Live migration, also called migration, refers to the process of moving a running virtual machine (VM) or application between different physical machines without disconnecting the client or application. Memory, storage, and network connectivity of the virtual machine are transferred from the original guest machine to the destination. The time between stopping the VM or application on the source and resuming it on destination is called 'downtime'. When the downtime of a VM during live migration is small enough that it is not noticeable by the end user, it is called a 'seamless' live migration.
Two techniques for moving the virtual machine's memory state from the source to the destination are pre-copy memory migration and post-copy memory migration.
In pre-copy phase,[1] the Hypervisor copies all the memory pages from source to destination while the VM is still running on the source. If some memory pages change (become 'dirty') during the pre-copy phase, they will be copied again and again over several 'pre-copy rounds'. Usually the pre-copy phase ends when the number of dirtied pages remaining becomes small enough to yield a short stop-and-copy phase. However, if a VM keeps dirtying memory faster than can be re-copied to the destination, then pre-copy phase will end after a set time limit or maximum number of pre-copy rounds to begin the next stop-and-copy phase.
After the pre-copy phase, the VM will be paused on the source host, the remaining dirty pages will be copied to the destination, and the VM will be resumed at the destination. The downtime due to this phase can range from a few milliseconds to seconds depending on the number of dirty pages transferred during downtime. VMs that dirty a lot of memory during the pre-copy phase tend to have a larger downtime.

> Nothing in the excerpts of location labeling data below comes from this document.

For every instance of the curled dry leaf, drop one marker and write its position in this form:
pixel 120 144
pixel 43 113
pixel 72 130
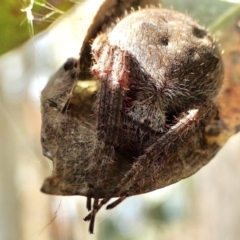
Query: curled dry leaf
pixel 151 120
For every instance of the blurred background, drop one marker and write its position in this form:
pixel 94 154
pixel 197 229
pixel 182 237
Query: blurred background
pixel 36 38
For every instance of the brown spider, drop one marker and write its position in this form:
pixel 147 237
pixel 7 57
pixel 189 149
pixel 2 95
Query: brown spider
pixel 158 72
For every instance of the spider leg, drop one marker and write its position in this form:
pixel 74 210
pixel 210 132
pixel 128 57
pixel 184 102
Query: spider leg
pixel 163 150
pixel 112 71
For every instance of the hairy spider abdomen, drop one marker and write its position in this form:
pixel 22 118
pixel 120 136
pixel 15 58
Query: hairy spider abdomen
pixel 175 63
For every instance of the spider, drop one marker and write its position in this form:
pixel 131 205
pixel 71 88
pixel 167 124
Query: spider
pixel 159 73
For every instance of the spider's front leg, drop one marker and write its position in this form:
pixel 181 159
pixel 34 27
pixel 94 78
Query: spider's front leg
pixel 111 69
pixel 185 142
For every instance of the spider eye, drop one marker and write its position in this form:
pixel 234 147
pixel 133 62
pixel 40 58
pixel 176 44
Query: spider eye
pixel 191 52
pixel 199 33
pixel 164 41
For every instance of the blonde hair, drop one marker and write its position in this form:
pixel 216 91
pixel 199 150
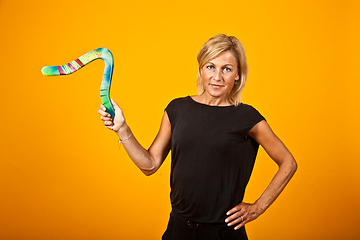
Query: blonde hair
pixel 215 46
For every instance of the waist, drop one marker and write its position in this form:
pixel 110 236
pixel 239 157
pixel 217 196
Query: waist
pixel 193 224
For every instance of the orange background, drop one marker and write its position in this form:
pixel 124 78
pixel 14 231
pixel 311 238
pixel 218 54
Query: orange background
pixel 62 175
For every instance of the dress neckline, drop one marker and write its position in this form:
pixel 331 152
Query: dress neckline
pixel 212 106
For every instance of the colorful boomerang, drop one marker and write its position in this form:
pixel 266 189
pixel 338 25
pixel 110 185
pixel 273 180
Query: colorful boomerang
pixel 99 53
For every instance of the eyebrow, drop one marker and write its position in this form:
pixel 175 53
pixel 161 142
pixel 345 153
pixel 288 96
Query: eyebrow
pixel 228 64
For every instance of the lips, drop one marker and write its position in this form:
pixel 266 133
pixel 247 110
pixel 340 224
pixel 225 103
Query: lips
pixel 216 86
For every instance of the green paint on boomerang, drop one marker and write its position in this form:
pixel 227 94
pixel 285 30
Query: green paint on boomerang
pixel 99 53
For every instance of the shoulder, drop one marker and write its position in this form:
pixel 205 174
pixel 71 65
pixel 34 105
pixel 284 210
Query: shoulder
pixel 250 111
pixel 177 101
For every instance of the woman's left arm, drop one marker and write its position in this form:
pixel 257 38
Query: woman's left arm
pixel 246 212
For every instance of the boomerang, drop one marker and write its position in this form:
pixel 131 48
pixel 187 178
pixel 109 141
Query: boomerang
pixel 71 67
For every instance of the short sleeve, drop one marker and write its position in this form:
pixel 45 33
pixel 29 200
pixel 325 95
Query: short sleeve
pixel 253 117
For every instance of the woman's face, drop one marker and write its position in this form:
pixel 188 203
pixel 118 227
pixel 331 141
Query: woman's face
pixel 219 74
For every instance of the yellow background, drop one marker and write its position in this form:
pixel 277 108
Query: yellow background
pixel 62 175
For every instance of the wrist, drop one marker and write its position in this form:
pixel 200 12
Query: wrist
pixel 124 132
pixel 260 206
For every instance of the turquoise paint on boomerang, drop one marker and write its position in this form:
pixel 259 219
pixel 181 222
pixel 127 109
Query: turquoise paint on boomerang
pixel 71 67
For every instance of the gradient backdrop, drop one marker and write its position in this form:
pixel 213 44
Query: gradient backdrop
pixel 62 174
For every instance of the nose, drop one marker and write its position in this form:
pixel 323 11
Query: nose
pixel 217 75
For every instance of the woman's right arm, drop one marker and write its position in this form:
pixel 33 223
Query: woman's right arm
pixel 147 160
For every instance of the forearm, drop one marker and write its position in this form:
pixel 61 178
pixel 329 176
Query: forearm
pixel 138 154
pixel 282 177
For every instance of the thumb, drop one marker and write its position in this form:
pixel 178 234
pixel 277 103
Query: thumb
pixel 115 105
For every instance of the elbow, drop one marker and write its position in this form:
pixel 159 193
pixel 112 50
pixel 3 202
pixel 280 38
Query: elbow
pixel 293 166
pixel 148 173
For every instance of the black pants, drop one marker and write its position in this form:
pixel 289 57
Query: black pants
pixel 181 229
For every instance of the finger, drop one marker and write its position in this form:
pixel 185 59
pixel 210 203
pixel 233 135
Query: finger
pixel 240 225
pixel 108 123
pixel 115 105
pixel 106 118
pixel 103 113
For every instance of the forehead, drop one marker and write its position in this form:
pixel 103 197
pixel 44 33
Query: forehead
pixel 226 57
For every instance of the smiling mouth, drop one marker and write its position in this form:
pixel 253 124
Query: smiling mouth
pixel 216 86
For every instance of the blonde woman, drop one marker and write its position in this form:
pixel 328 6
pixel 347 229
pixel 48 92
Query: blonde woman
pixel 214 139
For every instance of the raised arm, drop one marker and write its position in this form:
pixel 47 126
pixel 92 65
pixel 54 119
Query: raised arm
pixel 245 212
pixel 147 160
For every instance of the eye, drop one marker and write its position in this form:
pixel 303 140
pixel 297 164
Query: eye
pixel 226 69
pixel 210 67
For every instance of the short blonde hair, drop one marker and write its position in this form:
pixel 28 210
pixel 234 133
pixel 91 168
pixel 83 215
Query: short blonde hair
pixel 215 46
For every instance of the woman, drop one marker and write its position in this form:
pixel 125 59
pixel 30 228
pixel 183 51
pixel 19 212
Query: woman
pixel 214 139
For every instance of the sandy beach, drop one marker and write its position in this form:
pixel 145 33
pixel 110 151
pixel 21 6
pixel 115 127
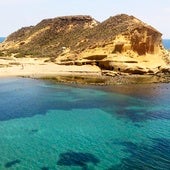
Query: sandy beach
pixel 34 67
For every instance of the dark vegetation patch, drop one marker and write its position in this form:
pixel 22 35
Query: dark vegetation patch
pixel 12 163
pixel 77 159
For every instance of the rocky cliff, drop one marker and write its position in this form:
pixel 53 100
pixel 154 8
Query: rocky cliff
pixel 121 43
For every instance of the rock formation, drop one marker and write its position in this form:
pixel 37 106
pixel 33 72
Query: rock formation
pixel 121 43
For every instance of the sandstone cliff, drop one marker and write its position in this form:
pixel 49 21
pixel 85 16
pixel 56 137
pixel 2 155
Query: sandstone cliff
pixel 121 43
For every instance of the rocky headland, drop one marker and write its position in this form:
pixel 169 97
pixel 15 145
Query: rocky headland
pixel 120 46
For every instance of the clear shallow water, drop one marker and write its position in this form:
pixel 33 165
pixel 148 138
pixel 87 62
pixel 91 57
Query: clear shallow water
pixel 44 126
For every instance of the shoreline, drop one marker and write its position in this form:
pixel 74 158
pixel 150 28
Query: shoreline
pixel 86 74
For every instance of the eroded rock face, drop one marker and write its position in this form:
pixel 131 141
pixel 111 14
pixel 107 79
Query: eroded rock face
pixel 81 40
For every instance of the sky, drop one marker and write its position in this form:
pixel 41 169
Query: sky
pixel 15 14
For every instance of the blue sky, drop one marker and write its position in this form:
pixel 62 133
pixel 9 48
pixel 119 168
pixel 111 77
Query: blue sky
pixel 18 13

Post-copy[2] VM migration is initiated by suspending the VM at the source. With the VM suspended, a minimal subset of the execution state of the VM (CPU state, registers and, optionally, non-pageable memory) is transferred to the target. The VM is then resumed at the target. Concurrently, the source actively pushes the remaining memory pages of the VM to the target - an activity known as pre-paging. At the target, if the VM tries to access a page that has not yet been transferred, it generates a page-fault. These faults, known as network faults, are trapped at the target and redirected to the source, which responds with the faulted page. Too many network faults can degrade performance of applications running inside the VM. Hence pre-paging can dynamically adapt the page transmission order to network faults by actively pushing pages in the vicinity of the last fault. An ideal pre-paging scheme would mask large majority of network faults, although its performance depends upon the memory access pattern of the VM's workload.
Post-copy sends each page exactly once over the network whereas pre-copy can transfer the same page multiple times if the page is dirtied repeatedly at the source during migration. On the other hand, pre-copy retains an up-to-date state of the VM at the source during migration, whereas during post-copy, the VM's state is split across the source and the destination. If the destination fails during live migration, pre-copy can recover the VM, whereas post-copy cannot.